Do planispheres have expiration dates?

Answer #1

Planispheres do have an expiration date, but that expiration date as far as most people who are starting out in astronomy don’t really need to worry about for quite awhile. Most planispheres made currently have stars plotted according to equinox 2000.00, meaning stars are plotted according to their celestial coordinates as of 1 January, 2000. Star positions slowly change against the celestial coordinate grid over the centuries, due to the fact that the Earth slowly wobbles on its axis over a 25,800 year period resulting in both the north and south poles tracing out large circles in the sky. The present north star, Polaris, Alpha Ursae Minoris hasn’t always been our north star. Earth’s north pole has pointed reasonably close to Polaris only for the last few hundred years, and will be our north star for only a few more centuries, so by then a whole new crop of planispheres will have to be created to account for the fact that Earth’s north pole in the future will no longer point at Polaris. So someone living in the distant future, say about 14,000 years from now will have to use a planisphere that has Vega, Alpha Lyrae as the north star.
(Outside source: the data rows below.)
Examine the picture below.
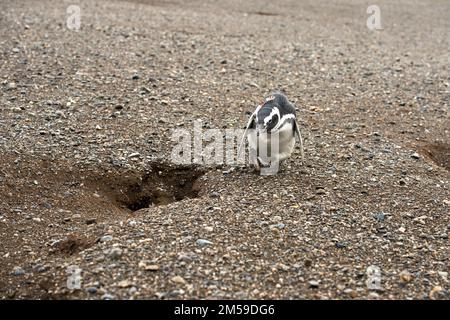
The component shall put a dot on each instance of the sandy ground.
(86, 119)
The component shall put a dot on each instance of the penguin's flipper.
(297, 131)
(248, 126)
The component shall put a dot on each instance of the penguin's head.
(268, 116)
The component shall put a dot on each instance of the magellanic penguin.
(273, 121)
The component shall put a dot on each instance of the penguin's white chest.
(265, 144)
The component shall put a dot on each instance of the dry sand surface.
(86, 119)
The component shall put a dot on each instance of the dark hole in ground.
(439, 153)
(161, 184)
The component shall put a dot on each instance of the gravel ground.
(85, 140)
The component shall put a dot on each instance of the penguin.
(275, 117)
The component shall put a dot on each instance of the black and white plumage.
(274, 118)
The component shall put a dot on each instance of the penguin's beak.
(260, 127)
Another factor besides precession (wobbling of the Earth’s spin axis), is proper motion, the movement of the stars themselves as they very slowly change position relative to each other, gradually altering the constellation patterns until they are no longer recognizeable, which by that time, future astronomers will have to invent an entirely new crop of constellations.

Answer #2

Absolutely, as everything you can see in the sky is in constant motion relative to everything else. Stars are being constantly manipulated by the gravity of everything else around them, everything in the galaxy in rotation around the galactic center, and the galaxy itself is whizzing through space at around 1,000 km per second. All this motion causes the constellations to shift constantly albeit slowly from our perception.

Nevertheless, the constellations we see now would have looked quite different 1,000, 5,000, 10,000 years in the past. But just as maps are redrawn constantly to adjust for changing shorelines, population centers, or shifting land masses, so planispheres are also constantly redrawn to compensate for the ever-shifting stars.